New Scientist reports that researchers for Professor Maarten de Rijke at the Informatics Institute have been recording words used by bloggers, in an attempt to find interesting or unusual patterns. What revelations did the team’s MoodViews software unearth?

The team discovered that the LiveJournal label “drunk” becomes increasingly popular each weekend. And around Valentine’s Day, “there is spike in the numbers of bloggers who use the labels ‘loved’ or ‘flirty’, but also an increase in the number who report feeling ‘lonely’.”

It gets better.

The team also noticed that on the weekend of the publication of the most recent Harry Potter book, bloggers used “words like ‘Harry’, ‘Potter’, ‘shop’ and ‘book’,” PhD student Gilad Mishne reveals.

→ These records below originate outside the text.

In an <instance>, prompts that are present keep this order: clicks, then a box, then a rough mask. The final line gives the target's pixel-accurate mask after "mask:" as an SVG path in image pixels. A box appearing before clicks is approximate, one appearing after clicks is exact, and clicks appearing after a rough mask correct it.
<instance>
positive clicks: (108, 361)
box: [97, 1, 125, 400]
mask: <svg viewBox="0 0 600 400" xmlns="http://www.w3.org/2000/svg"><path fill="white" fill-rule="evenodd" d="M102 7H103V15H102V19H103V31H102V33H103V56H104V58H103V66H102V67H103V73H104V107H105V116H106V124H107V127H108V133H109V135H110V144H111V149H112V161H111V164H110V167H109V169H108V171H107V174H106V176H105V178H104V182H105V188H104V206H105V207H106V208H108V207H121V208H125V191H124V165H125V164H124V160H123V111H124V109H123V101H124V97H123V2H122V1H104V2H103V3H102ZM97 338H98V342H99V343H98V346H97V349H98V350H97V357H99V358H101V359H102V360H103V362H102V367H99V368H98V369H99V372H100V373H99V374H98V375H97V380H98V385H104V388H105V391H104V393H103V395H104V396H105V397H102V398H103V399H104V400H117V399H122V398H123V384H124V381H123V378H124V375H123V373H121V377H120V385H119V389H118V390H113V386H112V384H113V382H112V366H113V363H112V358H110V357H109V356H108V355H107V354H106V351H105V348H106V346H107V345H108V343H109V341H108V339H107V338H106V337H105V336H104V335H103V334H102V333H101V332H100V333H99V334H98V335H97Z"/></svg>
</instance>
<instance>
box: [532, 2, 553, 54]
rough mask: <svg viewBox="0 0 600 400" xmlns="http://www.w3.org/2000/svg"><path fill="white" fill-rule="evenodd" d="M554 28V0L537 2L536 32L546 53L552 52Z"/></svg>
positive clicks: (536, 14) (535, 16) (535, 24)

This work really should put the Nobel Prize Committee on Red Alert. Alongside the existing scientific prizes for Chemistry, Physics and Physiology and Medicine, the Laureate Committee should design a new category for the “Bleeding Obvious”, or the “Dying Ridiculous”.

More seriously, let’s look at what this episode teaches us.

Two things are immediately obvious: Mishne’s study was considered worthy of academic funding, and it was considered worthy of an article in a popular science magazine.

The study doesn’t tell us anything we didn’t know before: unless you’re surprised by the revelation that people get more drunk at weekends, or people talk about Harry Potter books more when a new Harry Potter book goes on sale. The study is really considered funding-worthy and newsworthy because of what’s unsaid – the implication that the aggregation of internet chatter will reveal some new epistemological truth.